Thursday was a dance day – Save The Last Dance with Pei Ee in the afternoon, and lindy-hopping at night.

Save The Last Dance: some good dancing, pity about the rest of it. Especially cringeworthy bits included the black-guy-teaches-white-girl-how-to-get-wit-de-ghetto sequence that seems obligatory in these kinds of films, and, unfortunately for the scriptwriters, the big Emotional Breakthrough Moment when she finally managed to talk about her dead mother and why she quit ballet. We were greatly amused by the “MY DREAMS KILLED HER!!!” line. (If you haven’t seen the film, you can probably work out most of what happens just from this, with very little imagination needed)

All the same, I am a sucker for these self-discovery and realization of dreams and oh yeah, love, through _________ (fill in relevant dance style eg. disco, ballroom, mambo etc., and if you can name the corresponding film for each of those, then maybe you’re a sucker too) movies. I like climactic triumphal dance extravaganza scenes.

And then there was lindy-hopping, which has once again got me in its irresistably addictive grip. As much as I like clubbing, no clubbing experience I’ve ever had (with the exception of the drum’n’bass room at Fabric) manages to match the couple of hours I lindy-hop each week for pure joy provision.

I know why. It’s in that buoyant moment where push and pull and my fingers hooked on his all work together to give ooomph, that elusive but wonderful connection with a good partner. It’s in the music, never monotonous like club music can often be, full of wonderful sounds; trumpet like the sun singing, Ella’s voice like warm silken honey on your skin.
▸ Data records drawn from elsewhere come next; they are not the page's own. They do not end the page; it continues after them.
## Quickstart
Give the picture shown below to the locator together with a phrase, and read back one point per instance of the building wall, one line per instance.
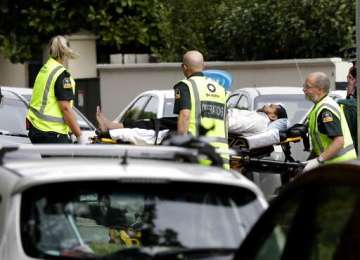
(13, 74)
(119, 83)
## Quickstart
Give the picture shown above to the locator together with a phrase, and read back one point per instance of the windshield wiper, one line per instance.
(8, 133)
(160, 253)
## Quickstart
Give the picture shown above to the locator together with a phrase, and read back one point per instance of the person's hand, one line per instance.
(102, 134)
(311, 164)
(82, 139)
It’s in the quaintly romantic idea of his proferred hand, her smile of acceptance, the communion of eyes during the dance, even though most of us are there to romance the dance rather than each other.
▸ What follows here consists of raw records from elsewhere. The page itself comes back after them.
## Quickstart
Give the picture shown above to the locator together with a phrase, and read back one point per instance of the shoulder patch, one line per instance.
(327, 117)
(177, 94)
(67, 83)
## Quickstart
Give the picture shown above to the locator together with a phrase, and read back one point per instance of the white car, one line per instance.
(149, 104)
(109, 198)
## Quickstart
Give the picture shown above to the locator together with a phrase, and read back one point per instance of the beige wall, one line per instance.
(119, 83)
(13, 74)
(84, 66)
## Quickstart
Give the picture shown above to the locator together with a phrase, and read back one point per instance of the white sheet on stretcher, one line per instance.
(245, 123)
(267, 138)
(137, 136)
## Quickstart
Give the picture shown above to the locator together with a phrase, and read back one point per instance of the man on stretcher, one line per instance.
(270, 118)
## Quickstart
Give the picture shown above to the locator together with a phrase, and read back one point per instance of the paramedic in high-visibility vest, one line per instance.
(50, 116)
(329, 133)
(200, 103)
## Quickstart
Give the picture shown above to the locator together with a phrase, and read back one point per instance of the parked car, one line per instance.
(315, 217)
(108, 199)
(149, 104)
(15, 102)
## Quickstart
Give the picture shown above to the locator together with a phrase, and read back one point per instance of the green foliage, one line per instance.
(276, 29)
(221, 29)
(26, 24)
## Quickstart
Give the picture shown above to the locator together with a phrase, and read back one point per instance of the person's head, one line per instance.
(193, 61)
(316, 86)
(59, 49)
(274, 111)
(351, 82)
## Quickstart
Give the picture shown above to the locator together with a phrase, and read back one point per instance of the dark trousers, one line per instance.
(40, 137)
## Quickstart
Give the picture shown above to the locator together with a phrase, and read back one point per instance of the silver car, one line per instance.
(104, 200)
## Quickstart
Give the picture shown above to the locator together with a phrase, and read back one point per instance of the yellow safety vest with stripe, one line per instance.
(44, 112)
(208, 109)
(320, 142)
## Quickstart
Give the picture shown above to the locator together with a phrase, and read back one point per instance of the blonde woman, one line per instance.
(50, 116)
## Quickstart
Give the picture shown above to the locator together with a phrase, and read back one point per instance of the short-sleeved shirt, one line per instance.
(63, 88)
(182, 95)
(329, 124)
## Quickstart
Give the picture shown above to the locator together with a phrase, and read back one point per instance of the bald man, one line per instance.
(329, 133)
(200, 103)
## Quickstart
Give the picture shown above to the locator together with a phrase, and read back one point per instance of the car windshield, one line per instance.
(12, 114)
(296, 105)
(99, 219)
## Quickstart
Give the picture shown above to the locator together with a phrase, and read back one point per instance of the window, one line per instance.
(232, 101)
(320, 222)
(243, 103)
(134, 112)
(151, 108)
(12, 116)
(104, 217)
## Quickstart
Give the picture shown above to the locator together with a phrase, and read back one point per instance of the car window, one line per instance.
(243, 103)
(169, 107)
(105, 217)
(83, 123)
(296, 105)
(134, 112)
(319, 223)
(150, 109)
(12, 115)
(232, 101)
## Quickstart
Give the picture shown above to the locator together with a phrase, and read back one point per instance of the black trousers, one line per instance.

That’s why it ain’t got a thing if it ain’t got that swing.

Rare Regrets

Thursday and Friday nights reminded me that I have a small number of regrets about the past year in London.
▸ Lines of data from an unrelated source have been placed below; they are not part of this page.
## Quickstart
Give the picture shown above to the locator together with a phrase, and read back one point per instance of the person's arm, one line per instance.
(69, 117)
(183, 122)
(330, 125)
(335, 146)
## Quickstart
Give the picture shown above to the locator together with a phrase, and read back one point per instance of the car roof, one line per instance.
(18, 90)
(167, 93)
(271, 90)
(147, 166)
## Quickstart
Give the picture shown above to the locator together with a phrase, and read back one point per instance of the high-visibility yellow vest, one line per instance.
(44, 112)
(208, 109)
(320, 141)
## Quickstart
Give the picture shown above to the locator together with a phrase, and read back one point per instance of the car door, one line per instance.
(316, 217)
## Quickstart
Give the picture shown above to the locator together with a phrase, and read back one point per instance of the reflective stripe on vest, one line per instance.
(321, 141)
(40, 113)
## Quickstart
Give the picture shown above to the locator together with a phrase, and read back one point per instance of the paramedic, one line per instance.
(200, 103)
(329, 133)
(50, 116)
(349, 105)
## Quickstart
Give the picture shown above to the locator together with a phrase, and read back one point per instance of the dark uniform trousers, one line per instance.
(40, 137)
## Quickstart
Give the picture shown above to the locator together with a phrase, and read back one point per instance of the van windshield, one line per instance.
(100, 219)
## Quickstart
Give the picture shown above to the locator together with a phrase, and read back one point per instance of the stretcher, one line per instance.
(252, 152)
Thursday night was spent back at Jitterbugs Swingapore getting re-acquainted with lindy-hopping, which I fell madly in love with last summer but failed to keep up with in London, due to lack of time, or rather, lack of time management. It was mildly depressing to dance with Richard, former Lindy II and III classmate, and feel woefully inept because of how good he’s gotten in the past year. It was mildly annoying to see that the same girl who irritated me last year with her cutesypieness is still there and cutesier than ever.

There were still moments I enjoyed, like dancing to Indigo Swing’s How Lucky Can One Guy Be (a song that featured prominently in my first few classes and which I still love), and I must admit it felt good to look at other people in the Lindy III class I attended and know that however much I may have stagnated or worsened over the year, I still wasn’t the worst dancer there, but I just couldn’t help thinking how much better it could all have been if I’d just kept on dancing in London.

Reality bites now, though, and an exasperatingly right voice informs me that whatever I may have wasted last year, I won’t be able to make up for it in the coming year, because I’m going to be even busier, with heavier debating and hall commitments, and I sort of want to get first class honours in law at the end of it as well.

Friday did not, at least, involve feeling woefully inept – I attended a three-hour briefing session for judging at the upcoming national debating championships, which is something I feel well qualified for, but juxtaposed with Thursday night, it made me wonder if I’ve spent too much time in my university life debating and too little time, well, swingin’.